Dije no porque quería evitarme problemas y mantener la tranquilidad que hasta ahora me envolvía.
Dije no porque prefería salir de paseo en vez de ponerme en serio ayudar a quien lo necesitaba.
Dije no porque temía un fracaso, para no quedar nuevamente en ridículo ante esa persona conocida por sus críticas envenenadas.
Dije no porque la pereza fue más fuerte en mi jornada que el cariño que debería ofrecer a un familiar o un amigo.
Dije no incluso a Dios, porque la tentación se me hizo muy fácil y porque pensé que la gracia no me ayudaría.
Pero necesito romper con esas negativas que me aprisionan a lo fácil, a lo cómodo, al egoísmo, al pecado; que me encadenan al respeto humano, al miedo, al recuerdo de tantos fracasos del pasado.

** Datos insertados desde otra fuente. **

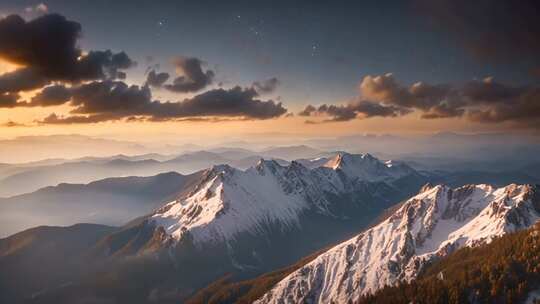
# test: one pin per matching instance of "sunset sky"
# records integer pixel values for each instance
(208, 69)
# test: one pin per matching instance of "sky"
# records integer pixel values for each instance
(210, 69)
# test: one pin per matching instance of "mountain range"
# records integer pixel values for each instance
(245, 223)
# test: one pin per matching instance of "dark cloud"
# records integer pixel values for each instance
(497, 103)
(359, 109)
(425, 97)
(51, 96)
(155, 79)
(114, 100)
(267, 86)
(47, 48)
(484, 101)
(192, 78)
(12, 124)
(23, 79)
(9, 100)
(499, 30)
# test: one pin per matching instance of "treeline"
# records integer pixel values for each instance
(229, 290)
(504, 271)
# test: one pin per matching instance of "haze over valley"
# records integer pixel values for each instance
(269, 152)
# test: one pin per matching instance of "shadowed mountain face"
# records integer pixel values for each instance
(112, 201)
(25, 178)
(230, 221)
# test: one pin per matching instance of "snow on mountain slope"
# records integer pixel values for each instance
(367, 167)
(230, 201)
(433, 223)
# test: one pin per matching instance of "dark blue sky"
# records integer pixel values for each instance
(319, 50)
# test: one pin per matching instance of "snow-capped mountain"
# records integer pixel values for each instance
(431, 224)
(229, 201)
(368, 168)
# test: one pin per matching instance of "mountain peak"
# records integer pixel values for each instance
(426, 227)
(367, 167)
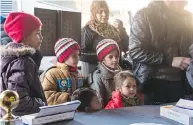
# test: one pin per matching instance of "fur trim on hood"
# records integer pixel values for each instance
(16, 49)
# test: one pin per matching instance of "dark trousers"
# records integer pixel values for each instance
(158, 91)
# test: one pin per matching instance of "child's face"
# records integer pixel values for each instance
(73, 59)
(95, 104)
(35, 39)
(128, 87)
(103, 15)
(112, 59)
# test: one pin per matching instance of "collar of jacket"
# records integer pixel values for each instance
(106, 72)
(15, 50)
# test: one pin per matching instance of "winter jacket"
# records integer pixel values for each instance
(118, 102)
(189, 72)
(101, 80)
(155, 38)
(89, 41)
(60, 82)
(19, 72)
(5, 39)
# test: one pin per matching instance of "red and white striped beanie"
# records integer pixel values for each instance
(106, 46)
(64, 48)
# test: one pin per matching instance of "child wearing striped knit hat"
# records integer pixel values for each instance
(60, 81)
(101, 79)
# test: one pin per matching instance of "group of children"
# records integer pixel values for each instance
(106, 87)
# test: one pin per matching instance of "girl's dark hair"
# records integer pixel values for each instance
(120, 77)
(84, 95)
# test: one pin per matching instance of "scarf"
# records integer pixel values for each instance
(105, 30)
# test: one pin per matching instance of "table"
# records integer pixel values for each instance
(146, 115)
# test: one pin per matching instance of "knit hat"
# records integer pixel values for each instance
(106, 46)
(19, 25)
(64, 48)
(96, 6)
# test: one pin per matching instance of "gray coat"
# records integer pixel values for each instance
(101, 80)
(19, 72)
(5, 39)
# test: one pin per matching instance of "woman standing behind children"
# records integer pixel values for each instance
(101, 79)
(126, 91)
(61, 81)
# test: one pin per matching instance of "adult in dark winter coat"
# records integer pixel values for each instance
(20, 62)
(5, 39)
(97, 29)
(156, 35)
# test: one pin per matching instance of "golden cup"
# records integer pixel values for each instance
(9, 100)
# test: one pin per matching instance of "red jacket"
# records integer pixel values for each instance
(116, 101)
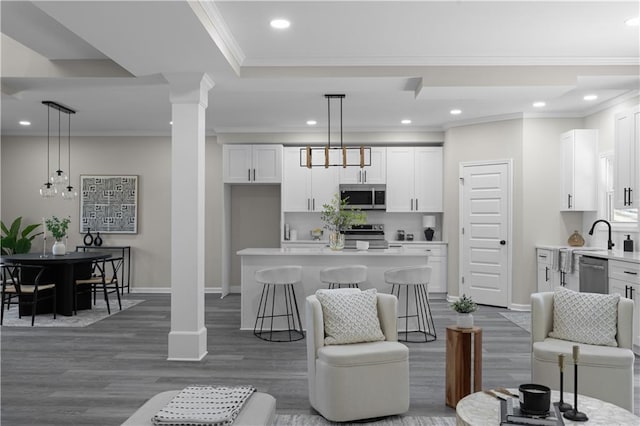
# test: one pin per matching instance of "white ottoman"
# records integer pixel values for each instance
(260, 409)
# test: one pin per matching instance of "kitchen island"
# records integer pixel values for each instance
(312, 261)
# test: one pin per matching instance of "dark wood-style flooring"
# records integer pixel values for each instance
(99, 375)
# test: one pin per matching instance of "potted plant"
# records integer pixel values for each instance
(338, 217)
(15, 241)
(464, 306)
(58, 228)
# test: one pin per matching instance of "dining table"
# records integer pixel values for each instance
(62, 270)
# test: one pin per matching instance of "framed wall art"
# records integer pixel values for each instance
(109, 204)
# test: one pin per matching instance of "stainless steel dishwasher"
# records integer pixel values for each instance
(594, 274)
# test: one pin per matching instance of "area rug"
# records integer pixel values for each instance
(84, 318)
(521, 319)
(314, 420)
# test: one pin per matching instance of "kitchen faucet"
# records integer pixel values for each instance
(609, 242)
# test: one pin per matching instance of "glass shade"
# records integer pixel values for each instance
(48, 190)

Necesito, sobre todo, abrirme al horizonte del amor, de la fe, de la esperanza. Porque con Cristo hasta un criminal puede empezar a ser santo, un borracho puede superar su dependencia casi enfermiza, un cobarde puede revestirse de valor, un soberbio puede agachar la cabeza como un manso cordero ante el Hijo del Hombre que supo morir mansamente en el Calvario.
Hoy tengo entre mis manos unas horas en las que decido mi destino. Si me abro a Dios, si me dejo guiar por su gracia, si confío, seré capaz de dar un sí, y otro, y otro, para ayudar, para perdonar, para acompañar, para cuidar, para servir, para amar.
Aprenderé, entonces, a vivir como el Señor, que supo siempre dar un sí lleno de Amor al Padre y a los hombres. "Porque el Hijo de Dios, Cristo Jesús (...) no fue sí y no; en él no hubo más que sí" (2Co 1,19).